It’s All Just A Question Of Time.

Zoe my God daughter at Vintage at Southbank
Terrace Drinks at Vintage

When Britain really did rule the waves, the high-point of her Britannia arrogance and verve was the 1851 exhibition.  A huge house of glass – a ‘crystal palace’ –  was constructed in Hyde Park.  Queen Victoria, her handsome consort Albert and their 9 children were resplendent in matching costumes: a visual hit of majesterial alchemy.  Exhibits from the Empire wowed crowds who had never left seen Dover’s white cliffs, as well as foreign guests and exhibitors who wanted to display the latest designs, inventions and innovations. 100 years later, to cheer ourselves up after WW2, Britain decided to hold another exhibition based on those same national pride principles, albeit now in a world where not only was the Empire and our certainty shrinking, those participating and attending had survived a war beyond all wars and still six years later wanted some fun and optimism after nearly a decade of post-war rationing.

70s Styling - Vol Au vent anyone?

 

The 1951 Exhibition saw the building of The Southbank: a concrete modernist Ark of artistic endeavour cutting a sharp swathe across the recently bombed southern side of the Thames: from Royal Festival Hall, to National Theatre, art lived on here in its mid-century absolutism.  The glass house which had encased the original exhibition was bombed and destroyed in its South London suburban location; what people needed was a boost, a sense of hope, yet like all British institutions, one founded upon a memory, an old idea made good, a sense of the past, of continuity into new ideas.

Which leads me to vintage: when I started buying old clothes, they were that, old clothes, secondhand was the name used and they were: 60s cocktail dresses bought from charity shops, deco bags at jumble sales, Victoriana from Portobello, as a teenager my penchant for silk velvet grew unabated as I would forego supper to buy something which I believed enchanted.  I can’t quite remember when secondhand morphed into vintage: perhaps when the prices went up? Perhaps when others en masse showed how they too shared my love affair with the old, with the stories, the craftsmenship and the unique beauty these clothes hold in their seams and darts.

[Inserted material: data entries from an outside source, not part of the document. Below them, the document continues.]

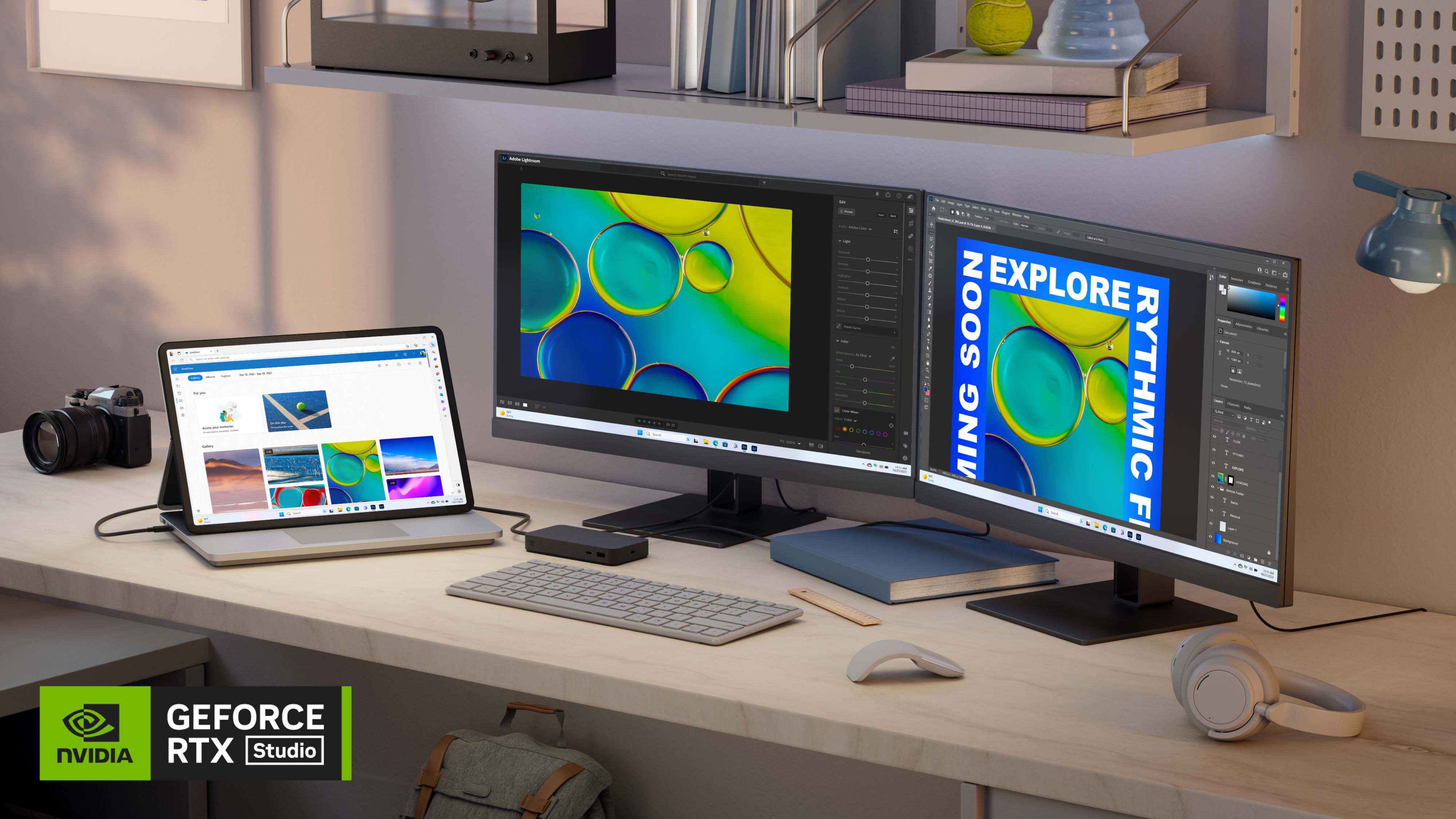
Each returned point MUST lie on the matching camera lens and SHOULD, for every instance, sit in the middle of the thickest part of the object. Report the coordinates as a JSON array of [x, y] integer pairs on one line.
[[68, 438]]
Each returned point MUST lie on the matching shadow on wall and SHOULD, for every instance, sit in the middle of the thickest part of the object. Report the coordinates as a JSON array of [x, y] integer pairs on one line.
[[59, 274]]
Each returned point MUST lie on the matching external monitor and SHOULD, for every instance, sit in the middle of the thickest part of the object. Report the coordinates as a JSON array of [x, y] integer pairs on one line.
[[299, 431], [1119, 392], [753, 325]]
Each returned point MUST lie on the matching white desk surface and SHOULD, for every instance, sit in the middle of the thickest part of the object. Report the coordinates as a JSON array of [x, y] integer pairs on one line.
[[1094, 725]]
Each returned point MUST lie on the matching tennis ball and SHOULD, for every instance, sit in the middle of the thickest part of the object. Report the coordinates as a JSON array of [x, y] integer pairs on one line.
[[998, 27]]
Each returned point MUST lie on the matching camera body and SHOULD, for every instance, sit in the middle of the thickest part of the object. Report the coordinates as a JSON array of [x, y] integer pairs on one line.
[[107, 425]]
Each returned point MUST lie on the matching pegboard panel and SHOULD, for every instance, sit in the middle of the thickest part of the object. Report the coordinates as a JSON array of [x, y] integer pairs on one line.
[[1410, 71]]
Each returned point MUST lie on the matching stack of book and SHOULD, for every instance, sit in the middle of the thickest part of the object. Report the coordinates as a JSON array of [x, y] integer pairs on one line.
[[1030, 91]]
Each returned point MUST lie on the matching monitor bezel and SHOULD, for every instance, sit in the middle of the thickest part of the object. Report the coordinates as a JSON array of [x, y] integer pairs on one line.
[[180, 464], [663, 452], [1150, 559]]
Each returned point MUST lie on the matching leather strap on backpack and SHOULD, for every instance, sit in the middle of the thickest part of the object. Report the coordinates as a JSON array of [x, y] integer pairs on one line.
[[561, 717], [430, 774], [535, 805]]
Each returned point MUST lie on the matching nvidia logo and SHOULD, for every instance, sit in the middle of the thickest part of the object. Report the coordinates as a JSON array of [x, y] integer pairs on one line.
[[95, 723]]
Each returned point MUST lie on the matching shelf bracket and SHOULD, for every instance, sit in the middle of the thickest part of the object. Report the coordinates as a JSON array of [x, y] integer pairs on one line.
[[286, 9], [1282, 60], [1128, 68]]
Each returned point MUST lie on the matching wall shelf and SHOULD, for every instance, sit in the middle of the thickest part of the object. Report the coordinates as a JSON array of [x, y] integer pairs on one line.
[[622, 94], [1189, 130]]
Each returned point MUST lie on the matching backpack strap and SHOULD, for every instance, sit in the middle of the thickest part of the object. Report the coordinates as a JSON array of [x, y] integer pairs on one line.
[[430, 774], [535, 805]]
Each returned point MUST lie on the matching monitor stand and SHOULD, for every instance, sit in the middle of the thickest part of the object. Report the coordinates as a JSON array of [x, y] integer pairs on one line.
[[740, 508], [1133, 604]]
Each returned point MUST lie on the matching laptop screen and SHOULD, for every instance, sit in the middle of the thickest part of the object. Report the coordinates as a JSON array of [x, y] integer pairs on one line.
[[314, 428]]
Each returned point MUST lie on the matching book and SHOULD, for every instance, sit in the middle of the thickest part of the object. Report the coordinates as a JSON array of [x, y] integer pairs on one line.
[[890, 98], [1026, 71], [898, 565], [727, 47]]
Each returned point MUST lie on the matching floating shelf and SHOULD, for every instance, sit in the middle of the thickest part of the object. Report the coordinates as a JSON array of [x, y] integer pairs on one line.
[[621, 94], [624, 94], [1187, 130]]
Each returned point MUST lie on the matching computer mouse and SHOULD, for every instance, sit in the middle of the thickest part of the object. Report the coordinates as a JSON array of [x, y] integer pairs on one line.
[[869, 658]]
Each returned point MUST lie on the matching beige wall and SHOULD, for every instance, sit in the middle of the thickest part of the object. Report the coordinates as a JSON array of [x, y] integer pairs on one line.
[[133, 213]]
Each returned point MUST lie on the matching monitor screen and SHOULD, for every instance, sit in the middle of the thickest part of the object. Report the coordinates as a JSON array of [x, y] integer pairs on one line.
[[309, 429], [1132, 387], [691, 312]]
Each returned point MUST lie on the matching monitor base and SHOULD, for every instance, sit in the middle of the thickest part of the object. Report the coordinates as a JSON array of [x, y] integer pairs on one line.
[[739, 509], [1093, 613]]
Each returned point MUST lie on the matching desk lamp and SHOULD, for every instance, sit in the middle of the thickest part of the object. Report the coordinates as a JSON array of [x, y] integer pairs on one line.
[[1415, 244]]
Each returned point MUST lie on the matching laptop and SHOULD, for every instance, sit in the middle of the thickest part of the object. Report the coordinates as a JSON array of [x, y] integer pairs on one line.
[[317, 445]]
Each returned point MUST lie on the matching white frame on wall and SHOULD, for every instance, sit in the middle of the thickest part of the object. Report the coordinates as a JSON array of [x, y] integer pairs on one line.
[[157, 41]]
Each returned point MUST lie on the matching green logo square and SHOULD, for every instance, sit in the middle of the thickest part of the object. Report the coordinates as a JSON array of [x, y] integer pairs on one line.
[[95, 732]]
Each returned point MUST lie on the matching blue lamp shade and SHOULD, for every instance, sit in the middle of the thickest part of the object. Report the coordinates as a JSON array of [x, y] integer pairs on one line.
[[1415, 244]]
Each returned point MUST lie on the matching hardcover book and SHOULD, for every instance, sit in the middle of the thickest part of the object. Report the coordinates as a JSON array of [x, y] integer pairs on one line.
[[890, 98], [1026, 71], [896, 565]]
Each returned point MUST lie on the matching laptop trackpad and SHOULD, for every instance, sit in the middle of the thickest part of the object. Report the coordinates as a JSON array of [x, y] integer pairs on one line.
[[344, 533]]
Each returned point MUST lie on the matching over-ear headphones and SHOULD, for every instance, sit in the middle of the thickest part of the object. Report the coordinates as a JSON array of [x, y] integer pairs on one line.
[[1231, 691]]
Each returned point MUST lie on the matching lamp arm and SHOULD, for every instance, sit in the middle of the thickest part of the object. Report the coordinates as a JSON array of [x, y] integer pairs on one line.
[[1378, 184]]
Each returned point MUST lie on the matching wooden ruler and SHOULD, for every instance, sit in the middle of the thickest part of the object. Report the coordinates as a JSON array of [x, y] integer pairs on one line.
[[854, 616]]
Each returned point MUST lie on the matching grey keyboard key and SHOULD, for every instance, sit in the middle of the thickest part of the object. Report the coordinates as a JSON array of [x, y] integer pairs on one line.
[[628, 602], [576, 607], [742, 620]]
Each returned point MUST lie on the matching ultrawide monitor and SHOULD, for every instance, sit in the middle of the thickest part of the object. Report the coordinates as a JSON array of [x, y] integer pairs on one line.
[[746, 324], [1120, 392]]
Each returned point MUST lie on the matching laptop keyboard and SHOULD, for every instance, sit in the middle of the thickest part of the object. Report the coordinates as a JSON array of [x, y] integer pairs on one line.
[[625, 602]]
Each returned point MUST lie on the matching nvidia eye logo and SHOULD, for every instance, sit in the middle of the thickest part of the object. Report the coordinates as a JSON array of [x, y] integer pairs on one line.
[[95, 723]]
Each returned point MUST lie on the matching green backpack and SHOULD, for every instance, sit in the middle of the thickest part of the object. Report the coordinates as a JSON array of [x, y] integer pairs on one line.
[[471, 776]]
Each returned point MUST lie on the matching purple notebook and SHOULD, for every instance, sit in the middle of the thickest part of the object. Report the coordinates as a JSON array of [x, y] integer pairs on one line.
[[890, 98]]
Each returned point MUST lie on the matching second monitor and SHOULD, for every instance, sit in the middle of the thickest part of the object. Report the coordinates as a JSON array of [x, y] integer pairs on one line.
[[752, 325]]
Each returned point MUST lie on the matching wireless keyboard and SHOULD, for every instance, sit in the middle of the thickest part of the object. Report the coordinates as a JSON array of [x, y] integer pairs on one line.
[[627, 602]]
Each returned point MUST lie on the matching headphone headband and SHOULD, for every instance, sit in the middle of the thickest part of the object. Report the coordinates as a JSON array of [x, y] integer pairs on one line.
[[1334, 712]]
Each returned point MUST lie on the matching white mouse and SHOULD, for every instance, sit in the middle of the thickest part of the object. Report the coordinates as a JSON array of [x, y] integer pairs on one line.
[[869, 658]]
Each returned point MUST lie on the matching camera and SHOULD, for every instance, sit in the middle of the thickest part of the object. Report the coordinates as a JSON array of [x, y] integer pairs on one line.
[[107, 425]]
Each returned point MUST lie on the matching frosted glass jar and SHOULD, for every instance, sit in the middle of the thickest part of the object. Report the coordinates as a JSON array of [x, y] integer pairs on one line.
[[1093, 30]]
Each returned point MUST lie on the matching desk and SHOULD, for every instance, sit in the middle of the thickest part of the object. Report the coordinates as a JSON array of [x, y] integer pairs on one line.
[[1096, 726]]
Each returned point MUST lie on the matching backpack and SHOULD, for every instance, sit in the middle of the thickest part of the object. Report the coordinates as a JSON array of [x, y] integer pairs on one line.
[[472, 776]]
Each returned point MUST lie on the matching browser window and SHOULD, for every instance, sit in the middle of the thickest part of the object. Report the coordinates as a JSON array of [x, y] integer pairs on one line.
[[315, 428]]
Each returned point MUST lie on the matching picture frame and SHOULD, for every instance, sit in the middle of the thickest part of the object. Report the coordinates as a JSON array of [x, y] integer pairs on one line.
[[199, 43]]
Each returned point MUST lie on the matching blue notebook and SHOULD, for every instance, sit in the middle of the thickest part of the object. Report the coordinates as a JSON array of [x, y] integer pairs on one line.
[[898, 565]]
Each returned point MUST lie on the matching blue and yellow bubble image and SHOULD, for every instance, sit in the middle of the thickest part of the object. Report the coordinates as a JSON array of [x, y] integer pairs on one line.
[[1061, 408], [1037, 385], [1072, 325], [708, 267], [668, 379], [720, 336], [352, 471], [765, 387], [636, 270], [551, 282], [587, 347], [1107, 391], [668, 215], [1005, 467]]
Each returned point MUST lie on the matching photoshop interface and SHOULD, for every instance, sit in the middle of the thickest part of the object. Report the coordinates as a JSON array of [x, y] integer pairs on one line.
[[1136, 382], [769, 317]]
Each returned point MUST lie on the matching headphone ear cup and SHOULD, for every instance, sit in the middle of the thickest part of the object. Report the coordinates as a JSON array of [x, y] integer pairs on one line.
[[1187, 653], [1224, 690]]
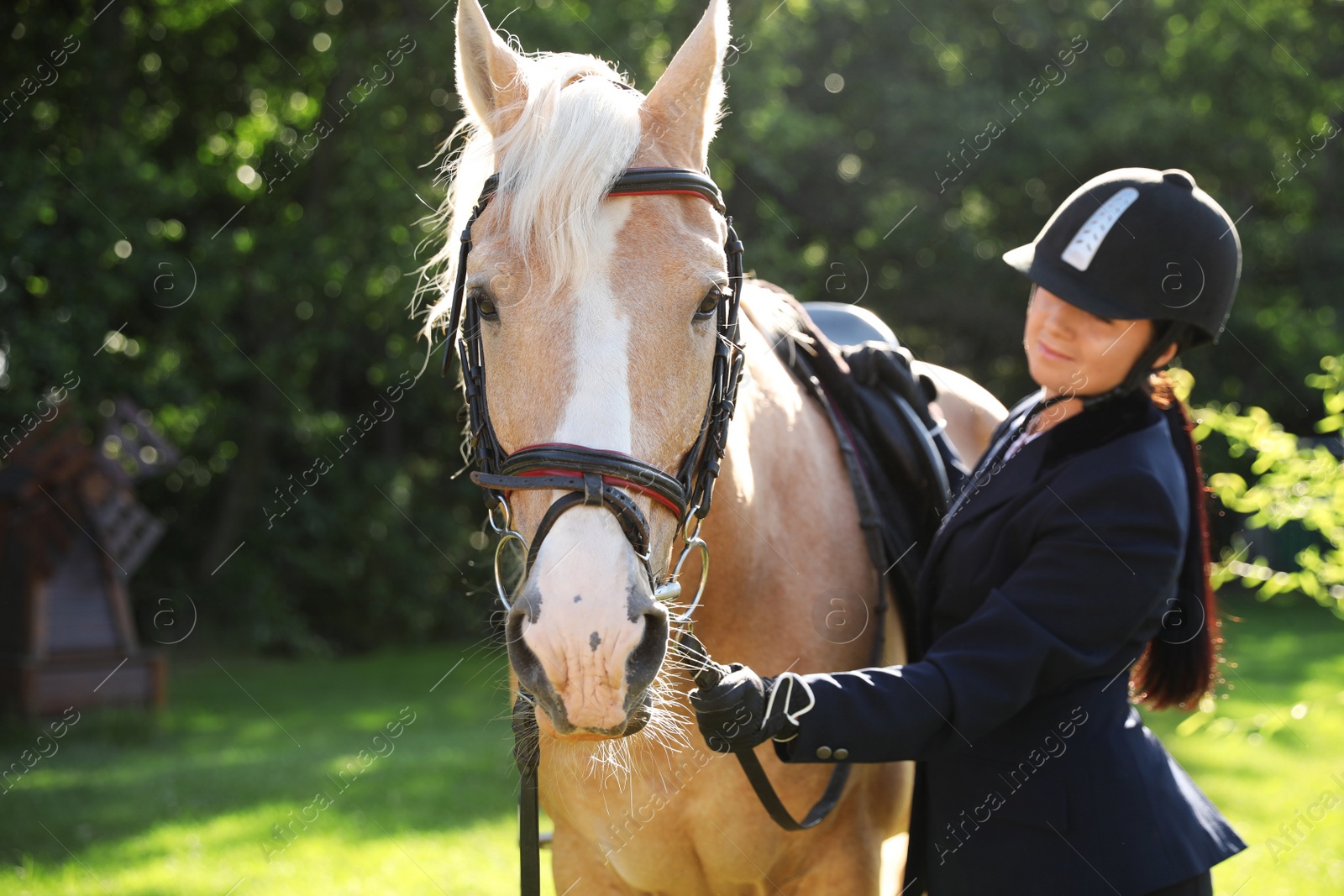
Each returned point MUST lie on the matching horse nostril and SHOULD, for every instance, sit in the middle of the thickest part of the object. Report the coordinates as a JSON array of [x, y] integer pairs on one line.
[[643, 665]]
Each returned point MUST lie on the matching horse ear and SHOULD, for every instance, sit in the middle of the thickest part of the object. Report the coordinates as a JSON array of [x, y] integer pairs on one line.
[[490, 76], [685, 107]]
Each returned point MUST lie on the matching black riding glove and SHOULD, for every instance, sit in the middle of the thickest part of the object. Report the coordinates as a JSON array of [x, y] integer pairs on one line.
[[732, 714]]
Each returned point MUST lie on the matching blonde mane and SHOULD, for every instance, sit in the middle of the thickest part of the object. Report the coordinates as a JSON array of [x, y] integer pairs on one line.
[[577, 132]]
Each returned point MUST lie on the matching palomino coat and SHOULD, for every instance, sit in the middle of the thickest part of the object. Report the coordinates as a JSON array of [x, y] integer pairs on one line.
[[1039, 591]]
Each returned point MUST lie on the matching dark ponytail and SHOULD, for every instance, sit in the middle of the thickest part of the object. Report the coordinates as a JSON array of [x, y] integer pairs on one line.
[[1179, 664]]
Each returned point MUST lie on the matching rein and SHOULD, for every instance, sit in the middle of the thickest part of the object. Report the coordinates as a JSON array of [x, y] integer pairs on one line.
[[598, 477]]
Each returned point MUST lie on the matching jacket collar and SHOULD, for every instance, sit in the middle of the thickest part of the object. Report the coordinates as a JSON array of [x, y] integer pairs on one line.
[[1095, 426], [1100, 425]]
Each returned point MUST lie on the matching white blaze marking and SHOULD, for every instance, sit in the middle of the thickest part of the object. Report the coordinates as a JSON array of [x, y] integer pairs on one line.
[[586, 553], [1085, 244], [598, 411]]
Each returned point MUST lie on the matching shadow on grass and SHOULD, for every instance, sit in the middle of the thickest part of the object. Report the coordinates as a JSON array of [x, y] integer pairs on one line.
[[260, 739]]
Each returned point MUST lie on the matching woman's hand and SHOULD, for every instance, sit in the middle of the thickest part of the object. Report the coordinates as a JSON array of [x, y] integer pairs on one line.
[[738, 714]]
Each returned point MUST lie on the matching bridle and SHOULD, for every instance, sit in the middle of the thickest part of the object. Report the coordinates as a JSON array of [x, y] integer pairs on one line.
[[596, 477]]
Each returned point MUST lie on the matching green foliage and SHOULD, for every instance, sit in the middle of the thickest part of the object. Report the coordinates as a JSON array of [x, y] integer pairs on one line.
[[1294, 484], [268, 159]]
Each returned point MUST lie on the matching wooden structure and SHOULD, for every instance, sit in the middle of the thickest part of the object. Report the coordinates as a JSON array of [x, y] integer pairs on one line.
[[71, 537]]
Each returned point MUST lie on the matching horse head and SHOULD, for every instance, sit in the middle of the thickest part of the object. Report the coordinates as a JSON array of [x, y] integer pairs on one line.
[[597, 328]]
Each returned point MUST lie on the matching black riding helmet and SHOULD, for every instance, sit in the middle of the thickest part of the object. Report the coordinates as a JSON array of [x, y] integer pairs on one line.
[[1140, 244]]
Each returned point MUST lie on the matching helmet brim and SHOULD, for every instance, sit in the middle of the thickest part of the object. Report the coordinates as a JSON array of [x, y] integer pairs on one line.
[[1073, 291]]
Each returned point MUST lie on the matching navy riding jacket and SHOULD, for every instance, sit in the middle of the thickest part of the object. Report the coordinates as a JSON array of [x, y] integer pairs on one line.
[[1045, 582]]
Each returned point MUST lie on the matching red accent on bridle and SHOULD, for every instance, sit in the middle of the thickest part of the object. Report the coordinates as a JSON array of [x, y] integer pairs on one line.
[[609, 479], [664, 192]]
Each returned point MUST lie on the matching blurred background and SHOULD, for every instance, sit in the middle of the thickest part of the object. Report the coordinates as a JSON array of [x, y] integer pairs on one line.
[[213, 219]]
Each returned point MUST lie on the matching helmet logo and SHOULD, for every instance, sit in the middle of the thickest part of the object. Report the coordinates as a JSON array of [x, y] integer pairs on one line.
[[1085, 244]]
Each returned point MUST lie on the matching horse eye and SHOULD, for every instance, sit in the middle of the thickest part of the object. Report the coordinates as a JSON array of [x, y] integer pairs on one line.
[[709, 304], [486, 305]]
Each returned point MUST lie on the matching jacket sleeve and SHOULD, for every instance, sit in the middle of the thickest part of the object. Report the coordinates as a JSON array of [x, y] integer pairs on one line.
[[1106, 553]]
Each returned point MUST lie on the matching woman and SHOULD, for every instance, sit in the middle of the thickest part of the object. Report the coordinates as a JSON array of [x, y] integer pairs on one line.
[[1075, 548]]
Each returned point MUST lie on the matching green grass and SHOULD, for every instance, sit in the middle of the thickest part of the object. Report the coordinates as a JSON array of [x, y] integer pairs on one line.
[[1272, 747], [186, 802]]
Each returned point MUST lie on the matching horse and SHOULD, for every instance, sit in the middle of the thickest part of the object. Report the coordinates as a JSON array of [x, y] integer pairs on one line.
[[596, 322]]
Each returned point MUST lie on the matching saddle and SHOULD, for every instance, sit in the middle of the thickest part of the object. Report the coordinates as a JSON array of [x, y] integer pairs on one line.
[[902, 466]]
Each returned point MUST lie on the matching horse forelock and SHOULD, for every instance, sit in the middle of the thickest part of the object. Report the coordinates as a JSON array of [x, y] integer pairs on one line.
[[577, 132]]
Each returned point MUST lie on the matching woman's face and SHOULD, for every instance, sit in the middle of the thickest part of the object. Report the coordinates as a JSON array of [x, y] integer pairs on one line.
[[1077, 352]]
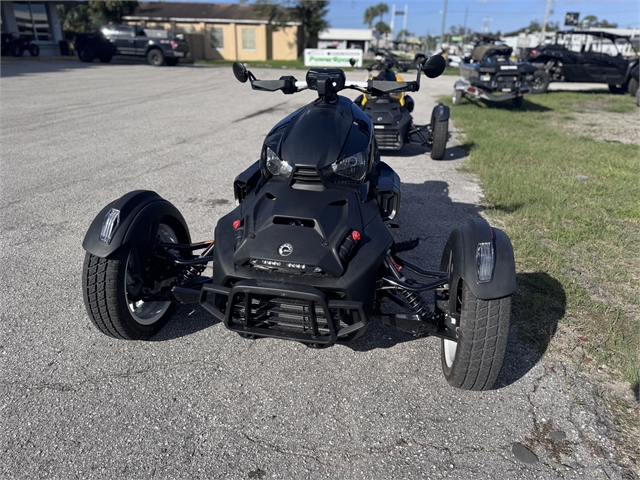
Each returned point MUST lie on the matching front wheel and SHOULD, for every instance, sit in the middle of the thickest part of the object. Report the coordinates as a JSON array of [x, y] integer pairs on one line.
[[475, 360], [155, 57], [440, 131], [113, 293]]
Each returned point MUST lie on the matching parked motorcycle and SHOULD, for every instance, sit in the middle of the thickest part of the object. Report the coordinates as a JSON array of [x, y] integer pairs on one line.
[[308, 254], [391, 116]]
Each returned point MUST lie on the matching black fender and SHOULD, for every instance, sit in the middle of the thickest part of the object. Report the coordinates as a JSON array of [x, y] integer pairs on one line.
[[140, 213], [440, 113], [459, 259]]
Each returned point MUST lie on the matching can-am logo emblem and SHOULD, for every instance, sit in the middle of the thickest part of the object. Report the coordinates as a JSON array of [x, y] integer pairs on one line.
[[285, 249]]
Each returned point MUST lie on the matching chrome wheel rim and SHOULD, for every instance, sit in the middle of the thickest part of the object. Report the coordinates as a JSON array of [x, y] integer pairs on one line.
[[147, 313]]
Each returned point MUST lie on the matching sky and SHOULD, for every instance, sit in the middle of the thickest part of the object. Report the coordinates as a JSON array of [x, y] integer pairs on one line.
[[424, 16]]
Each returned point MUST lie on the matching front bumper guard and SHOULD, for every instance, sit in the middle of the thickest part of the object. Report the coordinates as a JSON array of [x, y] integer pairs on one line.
[[298, 313]]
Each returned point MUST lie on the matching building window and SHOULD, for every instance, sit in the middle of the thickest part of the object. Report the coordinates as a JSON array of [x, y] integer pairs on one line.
[[249, 39], [32, 20], [216, 34]]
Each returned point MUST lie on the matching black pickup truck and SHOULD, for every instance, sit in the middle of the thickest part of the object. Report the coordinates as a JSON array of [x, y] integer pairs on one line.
[[158, 46]]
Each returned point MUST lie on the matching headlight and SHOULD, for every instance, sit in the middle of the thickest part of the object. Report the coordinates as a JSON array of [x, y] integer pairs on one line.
[[350, 169], [276, 166]]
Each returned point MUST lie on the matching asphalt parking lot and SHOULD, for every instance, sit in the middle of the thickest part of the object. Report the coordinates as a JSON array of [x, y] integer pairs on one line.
[[199, 401]]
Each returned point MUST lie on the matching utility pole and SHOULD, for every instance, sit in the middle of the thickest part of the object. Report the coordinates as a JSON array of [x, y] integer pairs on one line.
[[546, 17], [464, 27], [444, 18]]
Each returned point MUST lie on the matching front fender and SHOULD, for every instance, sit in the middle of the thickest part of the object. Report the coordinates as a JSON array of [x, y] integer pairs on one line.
[[140, 213], [440, 113], [459, 258]]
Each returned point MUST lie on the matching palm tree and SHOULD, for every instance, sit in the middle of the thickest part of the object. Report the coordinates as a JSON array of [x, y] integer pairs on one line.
[[369, 16]]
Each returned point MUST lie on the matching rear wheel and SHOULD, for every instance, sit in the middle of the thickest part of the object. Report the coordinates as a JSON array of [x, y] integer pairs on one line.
[[457, 97], [618, 89], [85, 54], [475, 360], [155, 57], [440, 131], [540, 83], [113, 292]]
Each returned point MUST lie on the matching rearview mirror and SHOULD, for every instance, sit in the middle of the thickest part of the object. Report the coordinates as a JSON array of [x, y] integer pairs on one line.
[[240, 72], [434, 66]]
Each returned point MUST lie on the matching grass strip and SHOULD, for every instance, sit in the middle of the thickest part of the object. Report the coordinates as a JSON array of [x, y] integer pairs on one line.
[[570, 205]]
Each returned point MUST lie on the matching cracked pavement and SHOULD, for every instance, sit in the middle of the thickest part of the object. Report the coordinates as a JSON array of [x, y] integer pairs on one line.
[[199, 401]]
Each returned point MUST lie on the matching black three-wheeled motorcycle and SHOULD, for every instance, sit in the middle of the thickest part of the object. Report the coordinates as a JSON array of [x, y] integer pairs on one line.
[[308, 254]]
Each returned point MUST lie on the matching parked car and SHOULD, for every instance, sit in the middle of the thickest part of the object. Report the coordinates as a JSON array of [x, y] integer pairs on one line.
[[15, 45], [401, 60], [159, 47], [90, 46], [588, 57]]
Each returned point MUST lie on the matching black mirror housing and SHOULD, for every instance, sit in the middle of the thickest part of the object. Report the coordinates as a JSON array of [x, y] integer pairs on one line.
[[434, 66], [240, 72]]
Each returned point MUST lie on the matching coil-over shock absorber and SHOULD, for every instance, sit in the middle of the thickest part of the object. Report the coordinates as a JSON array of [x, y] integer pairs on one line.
[[188, 276], [414, 300]]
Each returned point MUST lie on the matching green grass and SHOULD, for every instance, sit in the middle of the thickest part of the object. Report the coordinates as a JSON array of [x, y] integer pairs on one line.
[[570, 205]]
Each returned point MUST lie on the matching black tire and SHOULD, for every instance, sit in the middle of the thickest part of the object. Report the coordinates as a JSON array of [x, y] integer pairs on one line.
[[108, 284], [475, 361], [85, 54], [632, 88], [440, 131], [155, 57], [457, 97], [618, 89], [540, 83], [16, 50], [517, 102]]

Last Friday, my mother, my god daughter Zoe, my old friend Sukie and my 3 month old baby all went to Vintage at Southbank.  An homage to all things nostalgic curated by the Hemingways of Red or Dead infamy, to celebrate 60 years since the 1951 with a party/shopathon/fete/festival celebration of Twentieth Century modes in music, art, design and fashion.  Transgenerational, we moved from Abigail’s Party installation, to retro Art School printing class.  But it was the shopping, oh my friends the shopping, where my girls of all ages swooped on pieces of beauty, while my baby snoozed on magnificently.  You see he was already wearing the best in vintage: for I had prized onto him that morning a wondrous 1950s playsuit, baby shower gift from the lovely Mica, offset with a red and black check pair of M&S Vans.  I am sure if he could speak he would say ‘Mummy vintage rocks’.  Somehow too vintage has become a noun and for that I applaud last weekend, as a celebration of the best in past memories reshaped into something tantalising and hopeful.

The next day we went to Kew Gardens: both for Jeremy and Dukey their Palm House debuts.  For a still-standing glass palace and a relic of Victorian splendour in a cozy corner of South West London, I can recommend no greater way to spend a sun-kissed day.